For the United States to continue its success as a global manufacturer it will have to lower corporate tax rates, develop policies that support domestic energy production and craft education programs that grow the number of highly skilled workers. That’s the conclusion of Manufacturing for Growth, a new report released by the World Economic Forum and Deloitte.
According to the study associated with this report, the 70 global executives it surveyed crave government policies that simplify taxes and protect free and fair trade—along with stronger energy and infrastructure policies and more focused education and workforce frameworks. They also want science, technology and innovation policies that promote advanced manufacturing.
“Our report reflects the broad support—from business and government—that is necessary and exists today to create a progressive, innovative enabling environment for manufacturing,” said Andrew Liveris, chairman and chief executive officer of The Dow Chemical Company and global chief executive champion of the World Economic Forum’s Manufacturing for Growth project. “Manufacturing adds value—creating more jobs than any other sector; driving innovation throughout every segment of our society; and delivering consumer solutions—all of which are the keys to long-term, sustainable economic growth.”
“The manufacturing sector is an important part of balanced economic growth and business leaders could not be more clear—effective government policies are critical for a country’s manufacturing competitiveness,” said Joe Echevarria, chief executive officer, Deloitte LLP. “Manufacturing companies are anchors for national and global innovation, including leading research and development.”
According to the report—which is based on extensive input from chief executives and other senior executives as well as industry, academic and policy leaders—while the United States needs to focus on tax rates, energy production and education, Germany must develop a more realistic approach toward energy transition. It should also focus on innovation within high technology and address the rigidity of its labor laws.
Japan must contend with a shrinking population, high taxes and limited access to natural resources, these executives believe, and to remain competitive, it should develop monetary policies that help stabilize exchange rates and address inflation. Japan should also lower tax burdens, develop employment policies that recognize today’s diverse labor market, and strengthen policies supporting long-term investment in science and technology.
Executives also indicate that while historically strong manufacturing nations must fight to maintain their competitive edge, emerging powerhouses will face a very different policy challenge: balancing growth with other national needs.
China, executives say, has rapidly become the world’s largest manufacturing economy, but lags substantially when it comes to the environmental and energy policies required for its national health and that of its citizens.
Similarly, India has indicated that by 2025 it plans to create 100 million new jobs and increase its manufacturing sector’s share of GDP to 25 percent. But to reach such lofty growth, executives feel that the country will need to implement less restrictive labor laws, invest in globally competitive infrastructure and relax policies governing the levels of foreign direct investment.
These executives also say that Brazil will need to focus on talent development, innovation and education—with a special emphasis on science and technology. Additionally, the country needs to invest in infrastructure projects that improve logistics and transportation and continue to invest in clean and sustainable energy projects. It must also simplify its tax system and establish political, legal and regulatory stability.
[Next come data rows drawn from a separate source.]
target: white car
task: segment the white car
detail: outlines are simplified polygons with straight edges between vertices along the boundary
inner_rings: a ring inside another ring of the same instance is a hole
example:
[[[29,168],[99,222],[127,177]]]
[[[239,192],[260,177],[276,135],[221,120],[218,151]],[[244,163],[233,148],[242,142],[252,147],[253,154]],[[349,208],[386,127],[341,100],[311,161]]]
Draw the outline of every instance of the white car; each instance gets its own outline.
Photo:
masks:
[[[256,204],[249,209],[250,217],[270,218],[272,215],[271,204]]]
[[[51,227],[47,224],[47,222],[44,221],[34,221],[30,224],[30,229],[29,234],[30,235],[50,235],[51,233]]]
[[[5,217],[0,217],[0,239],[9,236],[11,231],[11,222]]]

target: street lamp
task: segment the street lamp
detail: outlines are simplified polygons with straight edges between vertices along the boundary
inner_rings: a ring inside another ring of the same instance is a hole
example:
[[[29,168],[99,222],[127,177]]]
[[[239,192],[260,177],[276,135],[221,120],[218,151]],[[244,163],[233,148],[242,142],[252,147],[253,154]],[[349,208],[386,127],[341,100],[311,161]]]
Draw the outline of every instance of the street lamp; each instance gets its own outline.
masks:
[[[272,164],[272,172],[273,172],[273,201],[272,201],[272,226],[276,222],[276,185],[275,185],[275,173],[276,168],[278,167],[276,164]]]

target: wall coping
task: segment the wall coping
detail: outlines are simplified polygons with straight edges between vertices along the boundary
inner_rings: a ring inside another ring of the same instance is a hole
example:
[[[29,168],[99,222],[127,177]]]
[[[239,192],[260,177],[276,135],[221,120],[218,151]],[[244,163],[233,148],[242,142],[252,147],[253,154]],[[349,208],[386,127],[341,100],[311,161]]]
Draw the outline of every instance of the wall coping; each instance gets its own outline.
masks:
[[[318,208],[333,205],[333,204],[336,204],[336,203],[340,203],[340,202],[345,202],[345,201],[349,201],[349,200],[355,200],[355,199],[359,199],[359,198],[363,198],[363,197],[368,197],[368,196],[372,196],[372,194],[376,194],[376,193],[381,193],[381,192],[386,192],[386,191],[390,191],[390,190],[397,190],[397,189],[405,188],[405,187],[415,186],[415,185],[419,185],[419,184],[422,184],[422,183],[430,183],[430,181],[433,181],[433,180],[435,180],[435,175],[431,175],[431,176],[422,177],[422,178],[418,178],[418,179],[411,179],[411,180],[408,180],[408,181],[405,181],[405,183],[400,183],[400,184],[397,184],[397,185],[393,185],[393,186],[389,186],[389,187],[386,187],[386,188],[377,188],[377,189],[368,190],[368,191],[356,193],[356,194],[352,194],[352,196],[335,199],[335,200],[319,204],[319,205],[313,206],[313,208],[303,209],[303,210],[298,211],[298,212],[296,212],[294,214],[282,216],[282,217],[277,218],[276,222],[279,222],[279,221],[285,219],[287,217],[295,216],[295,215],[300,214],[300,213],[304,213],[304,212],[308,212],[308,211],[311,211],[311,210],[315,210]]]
“Countries are now thinking more strategically about how to develop an integrated portfolio of public policies that enhance the overall innovation capability of the nation to design, develop and manufacture a wide variety of sophisticated products. That is, how to foster an advanced manufacturing ecosystem,” said John Moavenzadeh, senior director and head of the World Economic Forum’s Mobility Industries Team.
The three-volume report also demonstrates the economic impact a new production facility can have on a local community, including direct and indirect jobs as well as net economic impact. It states that a single production facility can have between $1 and $4 billion annual impact on a local economy and attract significant additional private investment to the area.
“The research shows that today’s manufacturing value chains are global, highly interconnected and rapidly changing,” said Craig Giffi, vice chairman at Deloitte LLP and consumer and industrial products industry leader. “Countries around the world are making the policy decisions and investments necessary to develop a more skilled workforce, improve their infrastructures and drive innovation—moves that grow advanced manufacturing, create high-value jobs and seed overall economic prosperity.”